Swansea hit with six figure legal bill over school transport case

 

Swansea Council has been hit with a legal bill that could run to around £200,000 after the authority was found to have acted unlawfully in trying to withdraw free buses for pupils at faith schools.

The legal bill to contest a judicial review into the transport decision will cost Swansea £82,481 plus VAT, however the authority must also pay legal costs for the claimants, which are likely to be just as much or more.

The decision and costs are a major blow to the authority which is still trying to save £81m over the next three years and needs to cut £300,000 from its annual school transport budget.

Cllr Jen Raynor, Swansea council’s cabinet member for education, said: ‘Currently £6.8m goes into transporting school children. Given the current funding pressures in education, that is simply not sustainable. That's why, like other local authorities, we have explored changing our transport provision.

‘Our aim is to tackle the issue as fairly as possible within the rules and we have taken every step with professional legal advice.

‘We were suggesting treating faith schools pupils in the same way as the majority of our pupils, who attend non-faith, non-Welsh medium schools.

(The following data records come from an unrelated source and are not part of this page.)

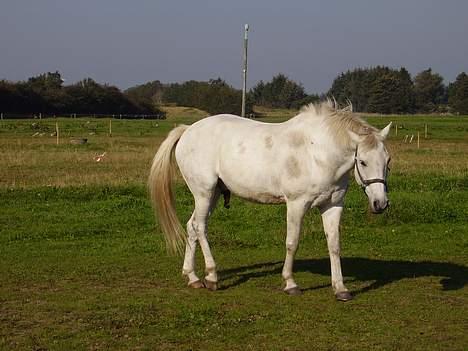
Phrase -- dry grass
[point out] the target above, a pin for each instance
(27, 162)
(175, 112)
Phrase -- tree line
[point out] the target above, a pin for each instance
(47, 95)
(377, 89)
(386, 90)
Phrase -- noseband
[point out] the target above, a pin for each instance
(367, 182)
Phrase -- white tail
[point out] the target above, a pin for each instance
(162, 196)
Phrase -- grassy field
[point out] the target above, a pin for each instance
(83, 264)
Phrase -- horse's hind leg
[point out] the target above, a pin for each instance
(204, 205)
(189, 261)
(196, 230)
(295, 213)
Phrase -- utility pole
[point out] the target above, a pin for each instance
(244, 71)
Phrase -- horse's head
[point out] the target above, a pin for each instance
(371, 161)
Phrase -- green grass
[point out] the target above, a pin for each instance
(83, 264)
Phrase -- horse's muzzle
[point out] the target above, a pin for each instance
(379, 206)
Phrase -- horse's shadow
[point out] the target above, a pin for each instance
(377, 272)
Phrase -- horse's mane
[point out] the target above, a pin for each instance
(339, 120)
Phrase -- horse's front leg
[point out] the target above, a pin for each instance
(295, 215)
(331, 216)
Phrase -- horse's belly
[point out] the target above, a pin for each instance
(251, 182)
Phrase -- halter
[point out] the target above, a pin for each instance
(367, 182)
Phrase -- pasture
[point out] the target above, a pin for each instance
(83, 264)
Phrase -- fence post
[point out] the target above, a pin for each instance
(57, 132)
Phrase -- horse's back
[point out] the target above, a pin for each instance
(239, 151)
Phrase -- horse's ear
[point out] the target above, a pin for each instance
(356, 138)
(384, 132)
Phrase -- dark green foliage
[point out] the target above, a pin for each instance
(148, 94)
(281, 92)
(429, 91)
(458, 94)
(46, 94)
(214, 96)
(378, 89)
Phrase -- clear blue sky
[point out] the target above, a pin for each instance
(125, 42)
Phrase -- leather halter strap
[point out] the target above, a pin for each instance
(367, 182)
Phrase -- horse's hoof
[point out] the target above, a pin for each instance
(213, 286)
(344, 296)
(197, 284)
(294, 291)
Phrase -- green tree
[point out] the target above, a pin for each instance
(378, 89)
(458, 94)
(429, 91)
(280, 92)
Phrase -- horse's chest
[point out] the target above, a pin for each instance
(332, 196)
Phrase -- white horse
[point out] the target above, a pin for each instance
(304, 162)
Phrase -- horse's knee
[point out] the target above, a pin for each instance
(291, 245)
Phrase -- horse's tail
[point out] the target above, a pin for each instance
(162, 196)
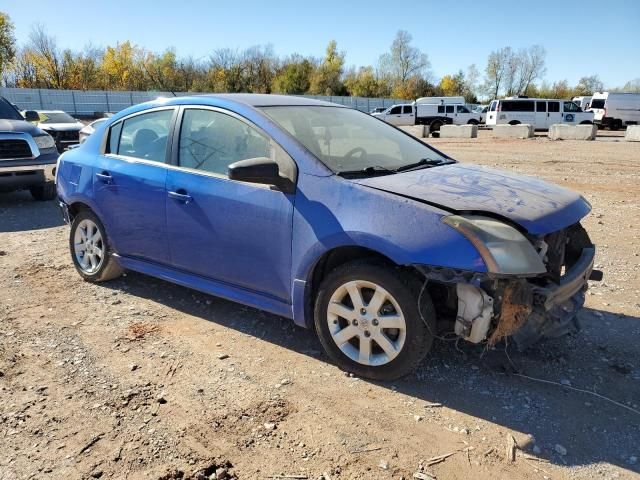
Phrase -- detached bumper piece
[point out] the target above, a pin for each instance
(555, 307)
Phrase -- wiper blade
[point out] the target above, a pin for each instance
(424, 162)
(371, 170)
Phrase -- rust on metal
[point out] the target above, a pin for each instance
(516, 308)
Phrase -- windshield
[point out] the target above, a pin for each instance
(7, 112)
(347, 140)
(56, 117)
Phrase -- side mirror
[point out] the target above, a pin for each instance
(31, 116)
(260, 170)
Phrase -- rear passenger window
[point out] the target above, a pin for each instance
(211, 141)
(145, 136)
(554, 106)
(571, 107)
(114, 137)
(518, 106)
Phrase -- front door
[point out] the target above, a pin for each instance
(234, 232)
(394, 116)
(129, 185)
(541, 115)
(554, 115)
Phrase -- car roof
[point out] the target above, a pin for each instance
(265, 100)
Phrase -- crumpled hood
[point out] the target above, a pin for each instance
(537, 206)
(20, 126)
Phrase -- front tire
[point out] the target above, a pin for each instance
(368, 321)
(43, 193)
(90, 250)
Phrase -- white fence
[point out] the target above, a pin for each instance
(92, 102)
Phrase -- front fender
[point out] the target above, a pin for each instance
(332, 212)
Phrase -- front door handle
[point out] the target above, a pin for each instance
(104, 177)
(181, 196)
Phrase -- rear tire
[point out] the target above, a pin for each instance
(90, 251)
(45, 192)
(435, 126)
(380, 335)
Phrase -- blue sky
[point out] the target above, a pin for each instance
(581, 37)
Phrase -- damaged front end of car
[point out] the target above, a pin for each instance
(533, 288)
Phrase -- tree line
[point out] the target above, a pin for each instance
(403, 72)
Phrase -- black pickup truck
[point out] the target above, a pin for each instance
(28, 155)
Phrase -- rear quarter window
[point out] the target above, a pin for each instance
(520, 106)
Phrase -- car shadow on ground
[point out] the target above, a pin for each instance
(20, 212)
(485, 383)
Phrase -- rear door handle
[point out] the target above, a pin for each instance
(104, 177)
(181, 196)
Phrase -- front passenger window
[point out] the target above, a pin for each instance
(145, 136)
(211, 141)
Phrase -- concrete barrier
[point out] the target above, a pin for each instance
(522, 130)
(633, 133)
(562, 131)
(459, 131)
(418, 131)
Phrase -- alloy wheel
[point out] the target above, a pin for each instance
(88, 246)
(366, 323)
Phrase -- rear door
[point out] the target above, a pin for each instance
(129, 184)
(541, 114)
(554, 114)
(570, 113)
(395, 115)
(408, 117)
(464, 114)
(450, 112)
(233, 232)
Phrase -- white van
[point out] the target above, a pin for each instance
(582, 102)
(432, 111)
(539, 112)
(402, 114)
(615, 110)
(438, 111)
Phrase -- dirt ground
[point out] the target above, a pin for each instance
(139, 378)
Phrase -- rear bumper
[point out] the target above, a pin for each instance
(554, 307)
(13, 177)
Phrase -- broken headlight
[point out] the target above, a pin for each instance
(503, 248)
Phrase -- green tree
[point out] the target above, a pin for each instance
(7, 43)
(327, 78)
(294, 77)
(362, 83)
(122, 68)
(589, 85)
(404, 67)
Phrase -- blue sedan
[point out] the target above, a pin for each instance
(330, 217)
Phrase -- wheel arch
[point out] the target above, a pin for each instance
(305, 291)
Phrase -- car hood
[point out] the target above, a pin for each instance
(20, 126)
(537, 206)
(62, 127)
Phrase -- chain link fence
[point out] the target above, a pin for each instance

The judge ruled against us, citing indirect racial discrimination. In light of that decision we will be looking at ways in which savings in the overall education budget can be found to offset the savings which were expected from the faith school proposal.’

The legal bill will be funded from the council's contingency budget, not education.

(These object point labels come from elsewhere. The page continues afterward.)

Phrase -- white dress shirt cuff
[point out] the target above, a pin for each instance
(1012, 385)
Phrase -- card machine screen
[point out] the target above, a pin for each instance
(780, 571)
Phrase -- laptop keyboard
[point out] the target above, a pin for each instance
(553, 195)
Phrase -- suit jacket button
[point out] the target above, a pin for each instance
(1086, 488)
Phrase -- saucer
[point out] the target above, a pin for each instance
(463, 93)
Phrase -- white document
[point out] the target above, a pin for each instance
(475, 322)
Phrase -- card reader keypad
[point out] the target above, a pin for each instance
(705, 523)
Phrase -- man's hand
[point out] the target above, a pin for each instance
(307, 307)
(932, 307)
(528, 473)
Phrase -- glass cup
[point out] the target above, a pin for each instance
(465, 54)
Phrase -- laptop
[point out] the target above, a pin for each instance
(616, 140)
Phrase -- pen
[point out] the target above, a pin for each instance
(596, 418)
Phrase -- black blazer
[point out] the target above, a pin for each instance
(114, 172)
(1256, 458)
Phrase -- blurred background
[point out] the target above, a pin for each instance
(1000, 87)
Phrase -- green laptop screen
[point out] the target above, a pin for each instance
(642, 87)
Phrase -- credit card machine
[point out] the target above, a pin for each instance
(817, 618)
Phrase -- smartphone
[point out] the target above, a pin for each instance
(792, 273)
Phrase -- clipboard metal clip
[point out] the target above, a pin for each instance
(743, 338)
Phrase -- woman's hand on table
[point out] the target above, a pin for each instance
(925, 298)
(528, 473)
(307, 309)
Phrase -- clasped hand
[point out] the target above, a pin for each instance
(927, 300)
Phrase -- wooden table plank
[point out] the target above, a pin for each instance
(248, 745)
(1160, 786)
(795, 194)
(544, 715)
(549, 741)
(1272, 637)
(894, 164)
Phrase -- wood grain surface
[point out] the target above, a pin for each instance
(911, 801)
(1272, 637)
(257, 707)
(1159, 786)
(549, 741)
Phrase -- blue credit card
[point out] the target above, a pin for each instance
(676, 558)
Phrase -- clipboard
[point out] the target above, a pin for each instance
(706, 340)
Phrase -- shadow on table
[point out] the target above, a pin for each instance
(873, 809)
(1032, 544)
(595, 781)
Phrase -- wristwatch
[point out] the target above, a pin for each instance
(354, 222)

Mr Justice Wyn Williams, presiding judge of the Wales Circuit, struck down a 2014 change of policy at the City and County of Swansea that would have seen the council continue to offer free transport to 12 Welsh language schools, but end it for the six faith schools.

Following complaints by parents at the faith schools, the Judge found that despite its equality impact assessment Swansea had been ignorant of the discriminatory effects of the policy as students were overwhelmingly white in the Welsh language schools and more likely to be from black and minority ethnic communities at the faith schools.